Architecture tuning#

Often, the standard parameters are sufficient to get a performing model - see the Advice on architecture tuning.

However, sometimes “you want more”…

  • Given that training is often fast, you can manually run an exhaustive search by fitting models with different architectures.

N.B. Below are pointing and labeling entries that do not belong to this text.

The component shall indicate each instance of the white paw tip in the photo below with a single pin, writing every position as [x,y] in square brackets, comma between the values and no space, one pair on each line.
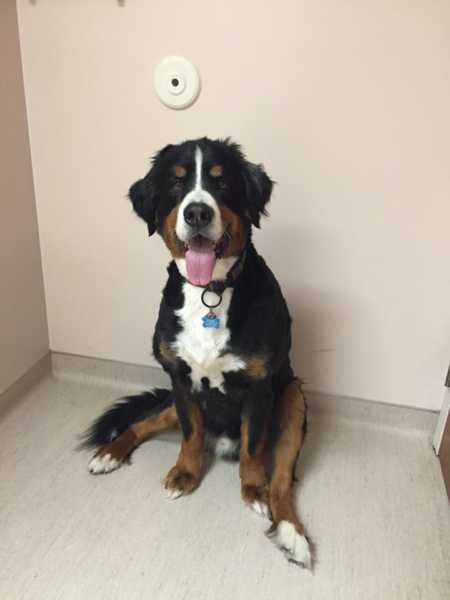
[103,464]
[174,493]
[294,545]
[260,508]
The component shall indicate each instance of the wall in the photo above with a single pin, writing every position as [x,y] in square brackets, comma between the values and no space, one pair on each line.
[23,325]
[346,103]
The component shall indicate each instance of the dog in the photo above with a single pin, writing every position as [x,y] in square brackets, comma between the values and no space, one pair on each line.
[223,335]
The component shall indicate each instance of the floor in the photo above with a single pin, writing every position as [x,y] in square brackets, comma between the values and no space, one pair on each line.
[371,497]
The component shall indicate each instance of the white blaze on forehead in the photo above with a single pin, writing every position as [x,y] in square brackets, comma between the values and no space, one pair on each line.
[198,194]
[198,168]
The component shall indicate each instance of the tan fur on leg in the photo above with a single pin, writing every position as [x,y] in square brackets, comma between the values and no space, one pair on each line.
[287,530]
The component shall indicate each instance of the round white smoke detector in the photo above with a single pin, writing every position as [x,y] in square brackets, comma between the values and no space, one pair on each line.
[177,82]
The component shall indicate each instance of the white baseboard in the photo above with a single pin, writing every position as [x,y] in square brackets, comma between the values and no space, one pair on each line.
[442,420]
[39,370]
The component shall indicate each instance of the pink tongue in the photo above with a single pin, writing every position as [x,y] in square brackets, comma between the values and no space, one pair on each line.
[200,261]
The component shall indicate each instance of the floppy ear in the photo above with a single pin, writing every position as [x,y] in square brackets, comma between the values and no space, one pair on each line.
[258,188]
[143,197]
[143,194]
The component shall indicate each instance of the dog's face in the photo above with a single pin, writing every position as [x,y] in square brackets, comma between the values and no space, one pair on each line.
[202,197]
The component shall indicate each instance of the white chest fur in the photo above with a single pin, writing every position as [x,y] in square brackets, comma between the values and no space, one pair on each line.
[205,349]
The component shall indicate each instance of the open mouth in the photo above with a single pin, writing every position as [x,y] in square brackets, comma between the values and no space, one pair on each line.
[201,255]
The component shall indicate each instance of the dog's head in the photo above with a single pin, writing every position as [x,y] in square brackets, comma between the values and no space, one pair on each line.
[202,197]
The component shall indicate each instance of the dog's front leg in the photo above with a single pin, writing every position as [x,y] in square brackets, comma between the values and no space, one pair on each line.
[252,469]
[186,475]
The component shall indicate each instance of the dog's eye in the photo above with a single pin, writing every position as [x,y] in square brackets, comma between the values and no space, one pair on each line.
[179,171]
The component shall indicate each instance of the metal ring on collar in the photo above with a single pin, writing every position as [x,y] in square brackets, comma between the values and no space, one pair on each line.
[205,291]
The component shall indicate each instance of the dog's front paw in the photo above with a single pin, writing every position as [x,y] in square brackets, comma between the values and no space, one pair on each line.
[292,543]
[103,463]
[179,482]
[257,498]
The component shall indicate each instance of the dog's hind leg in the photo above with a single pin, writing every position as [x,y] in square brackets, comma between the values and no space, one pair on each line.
[127,424]
[287,531]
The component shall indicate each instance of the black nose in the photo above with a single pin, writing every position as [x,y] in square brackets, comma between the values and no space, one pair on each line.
[198,214]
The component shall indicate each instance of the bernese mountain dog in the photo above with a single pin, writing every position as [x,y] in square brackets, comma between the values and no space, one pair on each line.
[223,335]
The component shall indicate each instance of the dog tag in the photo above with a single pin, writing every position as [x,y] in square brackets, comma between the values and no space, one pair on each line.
[211,320]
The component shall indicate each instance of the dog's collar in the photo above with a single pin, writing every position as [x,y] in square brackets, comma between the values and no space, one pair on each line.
[218,287]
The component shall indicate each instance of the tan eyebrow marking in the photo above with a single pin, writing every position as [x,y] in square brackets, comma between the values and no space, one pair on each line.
[216,171]
[180,171]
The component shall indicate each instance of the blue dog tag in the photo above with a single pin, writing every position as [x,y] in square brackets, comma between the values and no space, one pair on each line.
[211,320]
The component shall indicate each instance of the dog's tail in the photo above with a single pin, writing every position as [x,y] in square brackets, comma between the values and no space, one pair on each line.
[124,413]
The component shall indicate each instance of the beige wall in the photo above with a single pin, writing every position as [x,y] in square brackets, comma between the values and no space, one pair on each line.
[346,103]
[23,325]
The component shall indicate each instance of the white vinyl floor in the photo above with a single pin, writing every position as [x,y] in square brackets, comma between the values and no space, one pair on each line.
[371,498]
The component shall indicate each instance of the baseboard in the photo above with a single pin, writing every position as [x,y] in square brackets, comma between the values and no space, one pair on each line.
[442,421]
[98,371]
[125,376]
[39,370]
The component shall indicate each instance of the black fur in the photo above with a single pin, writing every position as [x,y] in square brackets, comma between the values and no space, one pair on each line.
[259,322]
[258,318]
[124,413]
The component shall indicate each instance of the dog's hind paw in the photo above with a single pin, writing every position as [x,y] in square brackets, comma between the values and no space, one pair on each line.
[103,463]
[293,544]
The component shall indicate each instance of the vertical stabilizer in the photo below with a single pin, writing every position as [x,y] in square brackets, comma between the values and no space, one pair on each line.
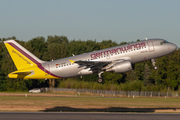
[21,57]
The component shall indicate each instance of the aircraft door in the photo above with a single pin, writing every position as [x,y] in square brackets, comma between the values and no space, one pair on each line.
[108,56]
[46,69]
[151,46]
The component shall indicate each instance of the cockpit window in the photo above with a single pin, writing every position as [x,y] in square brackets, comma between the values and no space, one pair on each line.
[164,42]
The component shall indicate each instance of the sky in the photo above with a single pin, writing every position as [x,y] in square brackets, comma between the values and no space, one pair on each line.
[118,20]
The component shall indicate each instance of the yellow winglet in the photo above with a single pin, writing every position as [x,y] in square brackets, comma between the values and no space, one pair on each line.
[72,61]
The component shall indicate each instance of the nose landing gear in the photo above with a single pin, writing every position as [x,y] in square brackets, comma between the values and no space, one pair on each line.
[153,61]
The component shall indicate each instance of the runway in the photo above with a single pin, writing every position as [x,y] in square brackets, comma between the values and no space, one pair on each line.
[86,116]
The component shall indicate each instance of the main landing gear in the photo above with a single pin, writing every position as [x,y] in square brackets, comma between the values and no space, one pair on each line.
[153,61]
[100,79]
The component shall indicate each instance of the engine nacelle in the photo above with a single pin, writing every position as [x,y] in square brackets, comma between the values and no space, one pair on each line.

  • We have also added experimental support for automatic architecture tuning via Keras Tuner for when the search space is too big for an exhaustive search. It is particularly useful to track the tuning on Weights & Biases - see the examples below and experiment tracking.

Manual tuning#

If the search space is small and training fast, it is often best to do an exhaustive search by fitting models with all parameter combinations. It is advisable to run repeated fits with the same combination to be robust to random effects.

import das.train
from itertools import product
from pprint import pprint

nb_convs = [2, 3, 4]
nb_filters = [32, 64, 96]
learning_rates = [0.0001, 0.00001]
repeats = list(range(4))

parameter_combinations = product(nb_convs, nb_filters, learning_rates, repeats)

results = []

for nb_conv, nb_filters, learning_rate, repeat in  parameter_combinations:
    model, params, fit_hist = das.train.train(data_dir='tutorial_dataset.npy', save_dir='res', nb_conv=nb_conv, nb_filters=nb_filters, learning_rate=learning_rate, nb_epoch=20, WANDB_ARGS)
    results.append({'nb_conv': nb_conv,
                    'nb_filters':nb_filters,
                    'learning_rate': learning_rate,
                    'training_loss': min(fit_hist.history['loss']),
                    'validation_loss': min(fit_hist.history['val_loss']),})
    pprint(results[-1])

# plot results

During the training, the results can be tracked on https://wandb.ai.

A model with A TCN blocks, B filters, and a learning rate of C yields the lowest validation loss.

Automatic architecture tuning#

The interface is similar to das.train: das.train_tune.train(data_dir='tutorial_data.npy', save_dir='res', kernel_size=3, tune_config='tune.yml'). There is also a CLI that you can access via das tune (see CLI documentation).

Crucially, it accepts a yaml file with the parameter names and a set of values you want the optimizer to try. For instance, if you want the optimizer to try models with

  • 2, 3, or 3 TCN blocks,

  • 32, 64, or 96 filters, and

  • learning rates of 0.0001 or 0.00001

then the tune.yml file should look like this:

nb_conv: [2, 3, 4]
nb_filters: [32, 64, 96]
learning_rate: [0.0001, 0.00001]

The tuner will then run a bunch of fits to find an optimal parameter combination in the search space defined in the yaml file - see keras tuner for how this works.

import das.train_tune

model, params, tuner = das.train_tune.train(
    data_dir="tutorial_dataset.npy",
    save_dir="res",
    kernel_size=16,
    tune_config="tuning.yml",
    WANDB_ARGS,
)

Will take N minutes, during which results will can be inspected at Link to wandb site for this project.